What is actinomycosis?

Actinomycosis is characterized as a chronic infection triggered by Actinomyces israelii. This is an anaerobic bacterium that normally thrives on the enamel of teeth, tonsils, gums and membranes that lines the intestines and the vagina.

The bacteria can trigger infection only if the tissue surface where they exist on is damaged, thus allowing them to gain entry to the deeper tissues that do not have any defenses against them. As the infection widens, scar tissue along with irregular channels develop. After a span of months to years, fistulas might eventually reach the skin and enable the drainage of pus. In addition, pockets of pus might develop in the abdomen, chest, neck or face.

What are the indications of actinomycosis?

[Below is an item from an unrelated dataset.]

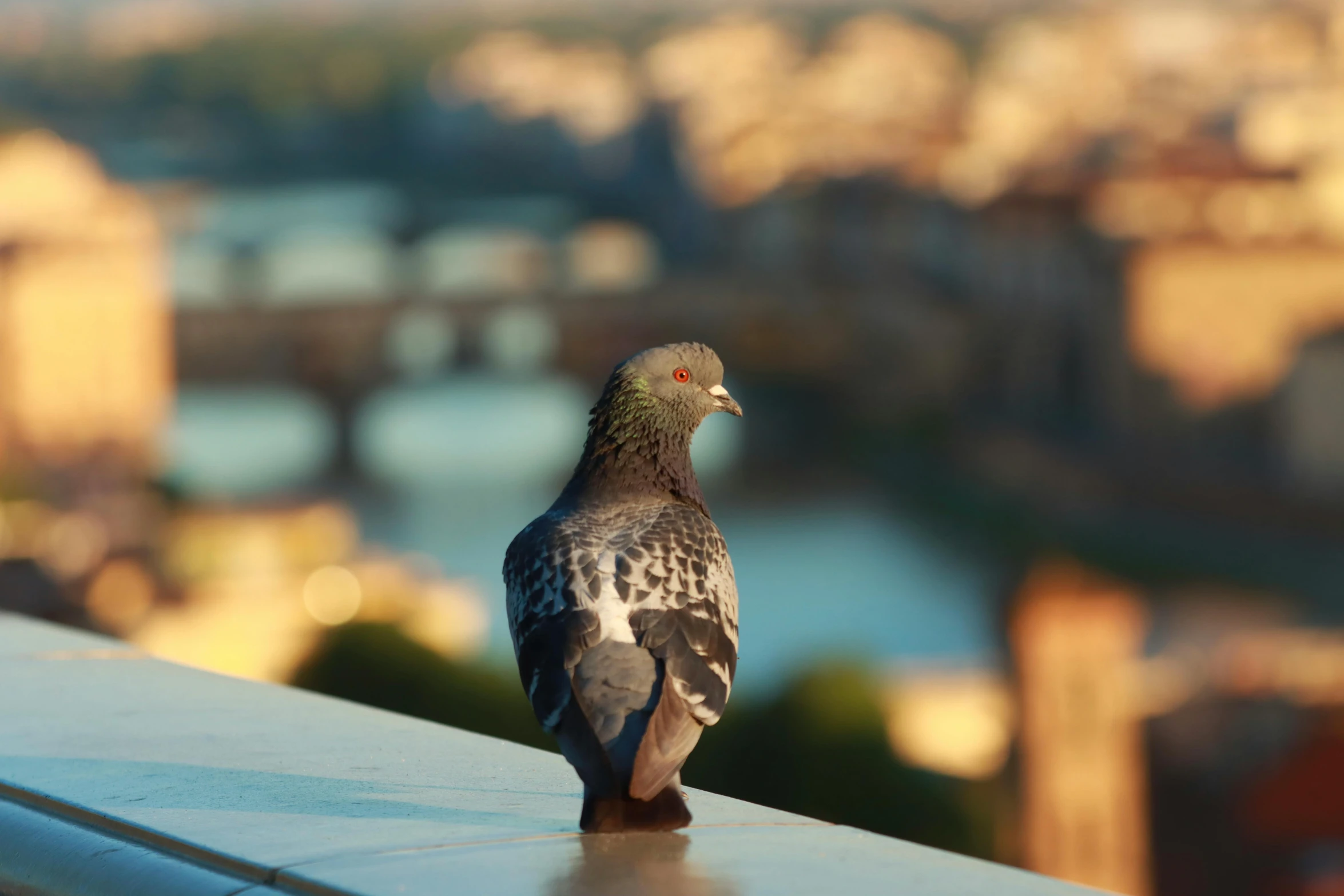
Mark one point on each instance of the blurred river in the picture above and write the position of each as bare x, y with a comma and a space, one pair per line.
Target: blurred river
463, 464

It is important to note that actinomycosis has various forms that all cause the development of abscesses.

Abdominal

The bacteria infect the intestine usually the region close the appendix and the lining of the abdominal cavity and causes the following symptoms:

  • Fever
  • Chronic abdominal pain
  • Vomiting
  • Diarrhea
  • Constipation
  • Severe weight loss
    Actinomycosis

    Chronic abdominal pain is one of the symptoms of actinomycosis.

Fistulas might form from the interior of the abdomen up to the skin above it as well as between the intestine and other organs.

Pelvic

The bacteria can spread to the uterus, usually from an IUD that has been in place for many years. Abscesses and scar tissue might form in the ovaries, fallopian tubes and adjacent organs such as the ureters and bladder. Take note that fistulas can form between these organs.

The symptoms include the following:

  • Pelvic or abdominal pain
  • Weight loss
  • Fever
  • Vaginal bleeding and discharge

Thoracic

  • Chest pain
  • Fever
  • Weight loss
  • Coughing with sputum

The abscesses might form in the lungs and later on spread to the membrane between the lungs and the chest wall. The presence of fistulas will allow the infection to spread to the ribs, spine and skin of the chest.

Cervicofacial

  • Small, hardened swellings in the mouth and on the neck, face or skin below the jaw.
  • Drainage of pus that contain small, round yellowish granules.

Generalized

In rare circumstances, the bacteria are transported in the bloodstream to infect other organs such as the spine, brain, liver, lungs, kidneys and the heart valves. Among women, the reproductive organs might be infected.

The symptoms tend to vary depending on the organs that are affected. Some individuals might experience a headache, abdominal pain or even back pain.

Management

Antibiotics such as penicillin or tetracycline should be taken for at least 2 months and might be used for more than 12 months.

MRI or CT scan might be used to check if the abscesses are resolving. Surgery might be required especially if the infection affects vital areas such as the spine.

If actinomycosis is diagnosed early and treated properly, most individuals are able to fully recover. The recovery is linked to the body parts that are affected. Recovery is ideal when only the neck and the face are affected and worse if the infection is generalized particularly if it affects the brain.